Dictionary Day

Posted & filed under Library blog, Technology.

October 16 is celebrated as Dictionary Day in honor of the famous American lexicographer Noah Webster, who was born on October 16, 1758. How shall we celebrate? Let’s consult a dictionary!

dic•tion•ar•y (dĭk’shə-nĕr’ē) n.

  1. A reference work containing an alphabetical list of words, with information given for each word, usually including meaning, pronunciation, and etymology.
  2. A reference work containing an alphabetical list of words in one language with their translations in another language.
  3. A reference work containing an alphabetical list of words in a particular category or subject with specialized information about them.[i]

These days, it’s easy to look up the meaning of a word (definition #1) or a translation (definition #2) online, but did you know that your library card gives you access to a treasure trove of specialized information (definition #3)?

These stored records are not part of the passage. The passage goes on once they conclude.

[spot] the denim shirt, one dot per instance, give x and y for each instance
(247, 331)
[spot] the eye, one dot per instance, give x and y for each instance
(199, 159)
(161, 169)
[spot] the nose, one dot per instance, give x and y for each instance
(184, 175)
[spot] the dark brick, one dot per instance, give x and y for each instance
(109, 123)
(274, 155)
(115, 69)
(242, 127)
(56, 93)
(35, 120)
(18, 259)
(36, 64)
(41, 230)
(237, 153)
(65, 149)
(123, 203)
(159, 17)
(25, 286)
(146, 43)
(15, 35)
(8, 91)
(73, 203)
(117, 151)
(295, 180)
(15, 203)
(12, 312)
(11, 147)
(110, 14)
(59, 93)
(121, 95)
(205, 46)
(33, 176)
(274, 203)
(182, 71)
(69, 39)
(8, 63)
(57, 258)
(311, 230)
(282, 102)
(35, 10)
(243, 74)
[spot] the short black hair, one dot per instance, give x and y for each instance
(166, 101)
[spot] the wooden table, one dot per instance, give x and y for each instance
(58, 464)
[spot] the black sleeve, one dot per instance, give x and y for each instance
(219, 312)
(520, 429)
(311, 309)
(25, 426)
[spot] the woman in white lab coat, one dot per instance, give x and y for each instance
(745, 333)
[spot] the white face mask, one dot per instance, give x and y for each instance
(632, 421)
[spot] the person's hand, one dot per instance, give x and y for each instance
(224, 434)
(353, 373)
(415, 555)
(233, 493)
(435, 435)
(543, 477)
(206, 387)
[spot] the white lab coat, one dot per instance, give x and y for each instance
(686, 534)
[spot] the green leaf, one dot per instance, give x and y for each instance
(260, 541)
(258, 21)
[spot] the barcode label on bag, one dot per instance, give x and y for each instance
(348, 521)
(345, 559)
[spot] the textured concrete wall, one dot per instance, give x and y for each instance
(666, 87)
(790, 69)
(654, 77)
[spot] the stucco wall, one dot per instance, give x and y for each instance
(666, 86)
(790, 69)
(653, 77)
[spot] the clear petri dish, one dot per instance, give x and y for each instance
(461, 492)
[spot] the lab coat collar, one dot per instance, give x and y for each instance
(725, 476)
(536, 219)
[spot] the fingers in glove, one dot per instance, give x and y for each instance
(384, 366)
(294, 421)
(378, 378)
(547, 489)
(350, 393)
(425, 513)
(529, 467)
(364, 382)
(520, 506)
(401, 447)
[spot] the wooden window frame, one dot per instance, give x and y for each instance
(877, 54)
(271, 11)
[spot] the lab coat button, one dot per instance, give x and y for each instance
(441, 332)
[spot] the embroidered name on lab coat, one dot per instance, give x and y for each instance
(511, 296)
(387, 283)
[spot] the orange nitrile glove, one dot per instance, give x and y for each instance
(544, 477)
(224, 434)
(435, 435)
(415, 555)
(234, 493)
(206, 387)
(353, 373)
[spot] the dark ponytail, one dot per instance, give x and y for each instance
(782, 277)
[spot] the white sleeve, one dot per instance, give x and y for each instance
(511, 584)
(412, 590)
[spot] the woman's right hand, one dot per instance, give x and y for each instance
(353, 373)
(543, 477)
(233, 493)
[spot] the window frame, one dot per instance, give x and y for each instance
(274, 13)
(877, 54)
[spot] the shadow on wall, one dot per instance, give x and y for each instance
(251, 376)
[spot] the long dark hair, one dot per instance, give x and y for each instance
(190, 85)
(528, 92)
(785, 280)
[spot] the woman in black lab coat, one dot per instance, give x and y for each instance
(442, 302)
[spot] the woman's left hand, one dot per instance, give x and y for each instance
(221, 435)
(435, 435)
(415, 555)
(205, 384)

A search for books with “dictionary” in the title yields 164 results in our Credo Reference research tool. All the usual suspects are present—The American Heritage Dictionary of the English Language, along with bilingual dictionaries for nine different languages—but in honor of Dictionary Day, here are a few unexpected offerings.

Descriptions adapted from Credo. Please note that you must be logged into Credo before these links will work—see below for instructions.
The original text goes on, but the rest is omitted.